Maybe the designers can chime in? I don't think this being optional is a good idea though.
Rui's got what I mean. The problem with full screen is the monitor becomes useless for other things. If I was going to go full screen I'd just unplug the monitor and plug it into my iPhone. The way it is now with workspaces_only_on_primary is a step up but still very disruptive if your monitoring something or watching a video. Id rather have the second monitor left out of the overview.
(In reply to comment #4) > Rui's got what I mean. The problem with full screen is the monitor becomes > useless for other things. If I was going to go full screen I'd just unplug > the monitor and plug it into my iPhone. > > The way it is now with workspaces_only_on_primary is a step up but still very > disruptive if your monitoring something or watching a video. Id rather have > the second monitor left out of the overview. The problem would be that window switching on the second monitor would be hard otherwise. The overview is the primary way of switching windows. Adding an option wouldn't be a good idea either because the user would have to switch back and forth between the two modes depending on what he/she wants to do. Instead we could just leave it alone when a full screen application is running on it (in the front) this would fix the "playing movie" or "running a presentation case" without adding extra options or breaking window switching.

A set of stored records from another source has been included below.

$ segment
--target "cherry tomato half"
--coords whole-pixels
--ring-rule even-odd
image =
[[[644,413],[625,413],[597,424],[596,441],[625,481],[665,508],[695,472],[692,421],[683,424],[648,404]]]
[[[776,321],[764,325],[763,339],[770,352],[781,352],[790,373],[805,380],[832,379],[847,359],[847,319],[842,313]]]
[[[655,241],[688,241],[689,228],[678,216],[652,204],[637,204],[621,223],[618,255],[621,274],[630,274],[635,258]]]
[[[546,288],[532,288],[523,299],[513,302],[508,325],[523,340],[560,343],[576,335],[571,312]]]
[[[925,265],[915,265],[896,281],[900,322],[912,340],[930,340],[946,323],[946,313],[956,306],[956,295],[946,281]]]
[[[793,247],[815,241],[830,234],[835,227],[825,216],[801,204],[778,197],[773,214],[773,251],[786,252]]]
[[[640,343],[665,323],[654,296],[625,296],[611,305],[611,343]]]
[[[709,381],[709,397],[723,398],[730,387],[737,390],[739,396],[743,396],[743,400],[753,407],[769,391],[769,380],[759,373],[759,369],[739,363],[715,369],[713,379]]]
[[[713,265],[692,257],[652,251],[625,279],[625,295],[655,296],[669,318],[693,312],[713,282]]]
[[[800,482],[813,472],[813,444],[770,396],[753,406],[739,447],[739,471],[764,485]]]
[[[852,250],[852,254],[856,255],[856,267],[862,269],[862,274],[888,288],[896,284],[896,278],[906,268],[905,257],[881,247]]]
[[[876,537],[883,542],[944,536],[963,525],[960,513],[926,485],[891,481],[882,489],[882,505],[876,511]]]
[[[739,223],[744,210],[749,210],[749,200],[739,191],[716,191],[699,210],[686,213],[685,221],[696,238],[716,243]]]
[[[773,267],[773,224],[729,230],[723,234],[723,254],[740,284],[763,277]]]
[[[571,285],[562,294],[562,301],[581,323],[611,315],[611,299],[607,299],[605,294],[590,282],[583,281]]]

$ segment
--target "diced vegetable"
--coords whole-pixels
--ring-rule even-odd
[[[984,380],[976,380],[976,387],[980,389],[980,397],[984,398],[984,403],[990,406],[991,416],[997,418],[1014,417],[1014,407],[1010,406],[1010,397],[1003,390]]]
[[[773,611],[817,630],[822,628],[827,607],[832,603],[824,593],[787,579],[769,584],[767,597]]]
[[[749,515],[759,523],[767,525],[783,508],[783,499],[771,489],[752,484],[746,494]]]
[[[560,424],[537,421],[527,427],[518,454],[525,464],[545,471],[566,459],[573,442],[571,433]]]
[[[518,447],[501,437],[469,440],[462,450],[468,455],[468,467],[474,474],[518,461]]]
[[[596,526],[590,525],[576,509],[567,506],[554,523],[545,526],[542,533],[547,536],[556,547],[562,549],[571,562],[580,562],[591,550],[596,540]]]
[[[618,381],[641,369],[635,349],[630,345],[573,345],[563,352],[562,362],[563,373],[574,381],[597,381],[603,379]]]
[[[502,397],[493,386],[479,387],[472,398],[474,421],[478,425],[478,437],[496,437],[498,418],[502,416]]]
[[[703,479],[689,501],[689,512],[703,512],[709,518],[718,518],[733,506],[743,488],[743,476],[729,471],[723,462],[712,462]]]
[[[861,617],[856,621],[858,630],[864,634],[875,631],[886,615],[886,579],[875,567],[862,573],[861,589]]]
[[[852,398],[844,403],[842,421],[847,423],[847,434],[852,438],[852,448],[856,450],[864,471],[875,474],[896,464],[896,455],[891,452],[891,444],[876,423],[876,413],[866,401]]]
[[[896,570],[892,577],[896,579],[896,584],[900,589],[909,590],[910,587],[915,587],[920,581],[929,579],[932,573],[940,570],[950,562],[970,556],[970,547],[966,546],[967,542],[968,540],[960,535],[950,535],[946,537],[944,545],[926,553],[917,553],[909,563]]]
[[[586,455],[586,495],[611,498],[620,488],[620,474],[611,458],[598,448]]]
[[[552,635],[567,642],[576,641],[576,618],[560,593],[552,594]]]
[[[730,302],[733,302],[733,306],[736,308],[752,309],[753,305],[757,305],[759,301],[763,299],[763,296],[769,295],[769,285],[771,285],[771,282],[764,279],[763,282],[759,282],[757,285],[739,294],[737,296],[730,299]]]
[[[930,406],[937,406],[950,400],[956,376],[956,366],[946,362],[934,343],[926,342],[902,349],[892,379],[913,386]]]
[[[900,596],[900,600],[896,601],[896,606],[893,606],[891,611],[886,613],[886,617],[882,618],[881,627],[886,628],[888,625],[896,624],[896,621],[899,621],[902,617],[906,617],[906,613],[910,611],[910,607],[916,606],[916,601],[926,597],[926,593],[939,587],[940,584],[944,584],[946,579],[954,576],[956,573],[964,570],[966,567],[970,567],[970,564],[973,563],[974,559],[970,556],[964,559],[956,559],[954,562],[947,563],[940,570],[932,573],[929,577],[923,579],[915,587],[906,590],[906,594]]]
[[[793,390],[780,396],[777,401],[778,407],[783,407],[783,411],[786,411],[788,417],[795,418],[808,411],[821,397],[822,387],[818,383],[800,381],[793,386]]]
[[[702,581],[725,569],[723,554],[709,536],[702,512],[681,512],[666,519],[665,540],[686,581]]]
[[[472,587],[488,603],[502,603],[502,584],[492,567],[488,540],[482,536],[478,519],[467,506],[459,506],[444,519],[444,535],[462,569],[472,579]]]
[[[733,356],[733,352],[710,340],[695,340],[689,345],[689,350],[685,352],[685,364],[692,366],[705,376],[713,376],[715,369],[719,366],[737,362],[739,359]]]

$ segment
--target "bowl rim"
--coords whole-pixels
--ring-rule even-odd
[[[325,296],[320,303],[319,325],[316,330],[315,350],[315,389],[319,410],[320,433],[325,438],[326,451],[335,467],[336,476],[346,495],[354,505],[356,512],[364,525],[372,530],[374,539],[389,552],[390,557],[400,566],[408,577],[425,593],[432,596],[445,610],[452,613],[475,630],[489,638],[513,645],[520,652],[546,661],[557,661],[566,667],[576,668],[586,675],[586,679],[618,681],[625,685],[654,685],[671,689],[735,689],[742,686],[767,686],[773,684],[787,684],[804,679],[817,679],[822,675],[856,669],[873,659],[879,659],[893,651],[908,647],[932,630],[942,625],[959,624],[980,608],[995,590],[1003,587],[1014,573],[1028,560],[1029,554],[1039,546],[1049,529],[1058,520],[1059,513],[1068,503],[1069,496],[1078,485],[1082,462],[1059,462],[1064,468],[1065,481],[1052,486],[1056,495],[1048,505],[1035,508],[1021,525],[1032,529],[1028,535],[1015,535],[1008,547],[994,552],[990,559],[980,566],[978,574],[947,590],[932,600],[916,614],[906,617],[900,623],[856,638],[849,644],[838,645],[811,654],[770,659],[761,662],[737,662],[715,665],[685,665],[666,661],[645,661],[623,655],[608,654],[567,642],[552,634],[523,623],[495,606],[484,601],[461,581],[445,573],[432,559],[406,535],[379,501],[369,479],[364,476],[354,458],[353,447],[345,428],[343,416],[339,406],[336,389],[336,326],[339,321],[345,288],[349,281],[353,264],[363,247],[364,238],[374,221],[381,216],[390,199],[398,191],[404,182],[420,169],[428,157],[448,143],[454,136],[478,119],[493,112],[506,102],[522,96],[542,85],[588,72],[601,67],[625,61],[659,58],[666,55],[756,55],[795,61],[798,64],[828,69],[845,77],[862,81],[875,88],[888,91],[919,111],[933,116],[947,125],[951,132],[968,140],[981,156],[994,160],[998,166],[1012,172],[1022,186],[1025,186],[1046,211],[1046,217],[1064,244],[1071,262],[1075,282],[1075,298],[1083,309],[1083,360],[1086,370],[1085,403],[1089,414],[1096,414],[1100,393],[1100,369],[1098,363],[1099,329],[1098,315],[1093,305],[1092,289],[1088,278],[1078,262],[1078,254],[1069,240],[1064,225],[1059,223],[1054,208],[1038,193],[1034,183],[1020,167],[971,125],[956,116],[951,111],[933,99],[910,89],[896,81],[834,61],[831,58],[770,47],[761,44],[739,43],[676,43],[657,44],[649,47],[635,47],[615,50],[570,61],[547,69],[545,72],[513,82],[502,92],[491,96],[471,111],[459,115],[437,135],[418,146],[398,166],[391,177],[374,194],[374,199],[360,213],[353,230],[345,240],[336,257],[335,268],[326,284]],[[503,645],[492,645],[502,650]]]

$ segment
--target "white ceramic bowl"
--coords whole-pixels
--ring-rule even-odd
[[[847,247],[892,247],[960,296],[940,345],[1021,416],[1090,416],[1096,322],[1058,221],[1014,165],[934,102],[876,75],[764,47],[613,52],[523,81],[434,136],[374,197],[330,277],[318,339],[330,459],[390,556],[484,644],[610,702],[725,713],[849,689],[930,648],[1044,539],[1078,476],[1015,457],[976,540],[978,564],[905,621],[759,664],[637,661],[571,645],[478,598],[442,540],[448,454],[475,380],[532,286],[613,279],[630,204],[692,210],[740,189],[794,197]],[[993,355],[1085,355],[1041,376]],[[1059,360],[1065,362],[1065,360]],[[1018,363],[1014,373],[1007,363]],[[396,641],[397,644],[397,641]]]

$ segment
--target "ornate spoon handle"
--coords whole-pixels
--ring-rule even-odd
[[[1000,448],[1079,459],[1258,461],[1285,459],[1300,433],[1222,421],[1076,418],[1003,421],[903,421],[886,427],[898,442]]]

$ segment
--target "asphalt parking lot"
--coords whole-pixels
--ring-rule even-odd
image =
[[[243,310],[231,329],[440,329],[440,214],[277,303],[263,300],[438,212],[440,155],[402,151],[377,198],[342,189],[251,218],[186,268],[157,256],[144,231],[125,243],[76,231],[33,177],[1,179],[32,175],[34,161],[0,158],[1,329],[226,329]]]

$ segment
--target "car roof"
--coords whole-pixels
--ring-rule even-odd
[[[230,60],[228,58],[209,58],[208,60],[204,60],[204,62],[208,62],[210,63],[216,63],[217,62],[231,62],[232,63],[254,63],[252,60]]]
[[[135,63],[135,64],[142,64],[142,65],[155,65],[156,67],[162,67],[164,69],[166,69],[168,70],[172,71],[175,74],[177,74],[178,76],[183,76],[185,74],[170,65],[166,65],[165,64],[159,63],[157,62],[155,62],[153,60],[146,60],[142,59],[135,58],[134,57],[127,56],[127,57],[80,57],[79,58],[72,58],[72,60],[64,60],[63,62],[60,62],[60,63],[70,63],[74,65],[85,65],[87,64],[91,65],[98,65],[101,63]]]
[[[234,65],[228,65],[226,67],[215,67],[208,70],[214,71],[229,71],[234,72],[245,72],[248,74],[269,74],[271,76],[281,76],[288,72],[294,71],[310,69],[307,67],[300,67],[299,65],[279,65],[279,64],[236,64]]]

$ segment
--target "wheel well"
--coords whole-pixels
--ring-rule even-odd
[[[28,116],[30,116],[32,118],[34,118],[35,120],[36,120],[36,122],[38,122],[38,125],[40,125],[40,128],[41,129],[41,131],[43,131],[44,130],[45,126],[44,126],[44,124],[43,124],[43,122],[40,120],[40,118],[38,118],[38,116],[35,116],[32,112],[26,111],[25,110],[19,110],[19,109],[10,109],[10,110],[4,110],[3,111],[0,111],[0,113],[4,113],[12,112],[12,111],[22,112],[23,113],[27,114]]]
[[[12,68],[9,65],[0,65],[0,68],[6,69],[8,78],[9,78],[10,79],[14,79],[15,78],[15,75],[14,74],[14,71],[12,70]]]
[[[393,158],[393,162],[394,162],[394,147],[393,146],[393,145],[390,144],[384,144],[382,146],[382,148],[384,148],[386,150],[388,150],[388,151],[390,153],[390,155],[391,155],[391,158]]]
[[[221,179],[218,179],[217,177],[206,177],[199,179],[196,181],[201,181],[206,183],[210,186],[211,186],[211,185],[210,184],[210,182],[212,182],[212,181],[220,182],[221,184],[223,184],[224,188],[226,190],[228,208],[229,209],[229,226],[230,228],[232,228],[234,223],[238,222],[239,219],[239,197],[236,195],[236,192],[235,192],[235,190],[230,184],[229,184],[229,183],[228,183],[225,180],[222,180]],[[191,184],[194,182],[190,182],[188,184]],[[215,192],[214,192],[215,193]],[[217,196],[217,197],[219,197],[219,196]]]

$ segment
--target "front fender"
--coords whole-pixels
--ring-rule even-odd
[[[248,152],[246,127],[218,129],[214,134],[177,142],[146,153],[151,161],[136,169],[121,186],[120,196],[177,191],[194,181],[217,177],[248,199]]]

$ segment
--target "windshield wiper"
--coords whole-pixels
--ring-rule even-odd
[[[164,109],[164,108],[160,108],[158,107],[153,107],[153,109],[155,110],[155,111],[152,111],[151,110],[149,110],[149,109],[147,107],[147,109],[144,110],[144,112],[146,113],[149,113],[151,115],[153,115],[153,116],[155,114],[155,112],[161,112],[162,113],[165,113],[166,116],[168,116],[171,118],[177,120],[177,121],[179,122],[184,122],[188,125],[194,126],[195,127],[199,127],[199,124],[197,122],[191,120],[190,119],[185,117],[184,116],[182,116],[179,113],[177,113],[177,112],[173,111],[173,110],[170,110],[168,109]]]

Problem is window switching isn't the only thing the overview is used for. It's the only way to open applications. I actually never use the overview page for window switching... ALT-TAB works for me :) If there was maybe another way to select/find applications it would be good. Something like the ALT-TAB screen which can show over the primary desktop.
(In reply to comment #6) > Problem is window switching isn't the only thing the overview is used for. It's > the only way to open applications. > > I actually never use the overview page for window switching... ALT-TAB works > for me :) > > If there was maybe another way to select/find applications it would be good. > Something like the ALT-TAB screen which can show over the primary desktop. I fail to see how your comment is related to this bug.
I think he was misunderstanding the earlier discussion, and thought people were suggesting 'just don't use the overview when you're in this fullscreen app situation' as a workaround.
I don't think we want this - we currently treat state as a global property (e.g. you are in overview mode or you are not; you are in message tray mode or you are not; ...), which is a lot easier both for users to understand and in terms of code, than the proposed alternative of per-monitor modes (e.g. you can interact with windows on one monitor, but not the other).